The position function `x(t)` of a particle moving along an `x` axis is `x=4.0-6.0t^(2)`, where `x` in meters and t in seconds. (a) At what time and (b) where does the particle ( momentarily) stop ? At what (c) negative time and (d) positive time does the particle pass through the origin ?
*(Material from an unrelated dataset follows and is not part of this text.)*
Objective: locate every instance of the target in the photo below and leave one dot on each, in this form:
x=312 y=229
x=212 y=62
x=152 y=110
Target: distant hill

To solve the problem step by step, we will analyze the position function of the particle and derive the necessary information. ### Given: The position function of the particle is given by: \[ x(t) = 4.0 - 6.0t^2 \] where \( x \) is in meters and \( t \) is in seconds. ### (a) At what time does the particle momentarily stop? To find when the particle stops, we need to determine when the velocity is zero. The velocity \( v(t) \) is the derivative of the position function \( x(t) \). 1. **Differentiate the position function:** \[ v(t) = \frac{dx}{dt} = \frac{d}{dt}(4.0 - 6.0t^2) = -12.0t \] 2. **Set the velocity to zero:** \[ -12.0t = 0 \] Solving for \( t \): \[ t = 0 \, \text{seconds} \] ### (b) Where does the particle momentarily stop? Now, we will find the position of the particle at \( t = 0 \). 1. **Substitute \( t = 0 \) into the position function:** \[ x(0) = 4.0 - 6.0(0)^2 = 4.0 \, \text{meters} \] ### (c) At what negative time does the particle pass through the origin? To find when the particle passes through the origin, we set \( x(t) = 0 \). 1. **Set the position function to zero:** \[ 0 = 4.0 - 6.0t^2 \] 2. **Rearranging gives:** \[ 6.0t^2 = 4.0 \implies t^2 = \frac{4.0}{6.0} = \frac{2}{3} \] 3. **Taking the square root:** \[ t = \pm \sqrt{\frac{2}{3}} \approx \pm 0.816 \, \text{seconds} \] Since we are looking for the negative time: \[ t = -\sqrt{\frac{2}{3}} \approx -0.816 \, \text{seconds} \] ### (d) At what positive time does the particle pass through the origin? From the previous calculation, the positive time is: \[ t = \sqrt{\frac{2}{3}} \approx 0.816 \, \text{seconds} \] ### Summary of Answers: (a) The particle momentarily stops at \( t = 0 \, \text{seconds} \). (b) The position where it stops is \( x = 4.0 \, \text{meters} \). (c) The particle passes through the origin at \( t \approx -0.816 \, \text{seconds} \). (d) The particle passes through the origin at \( t \approx 0.816 \, \text{seconds} \).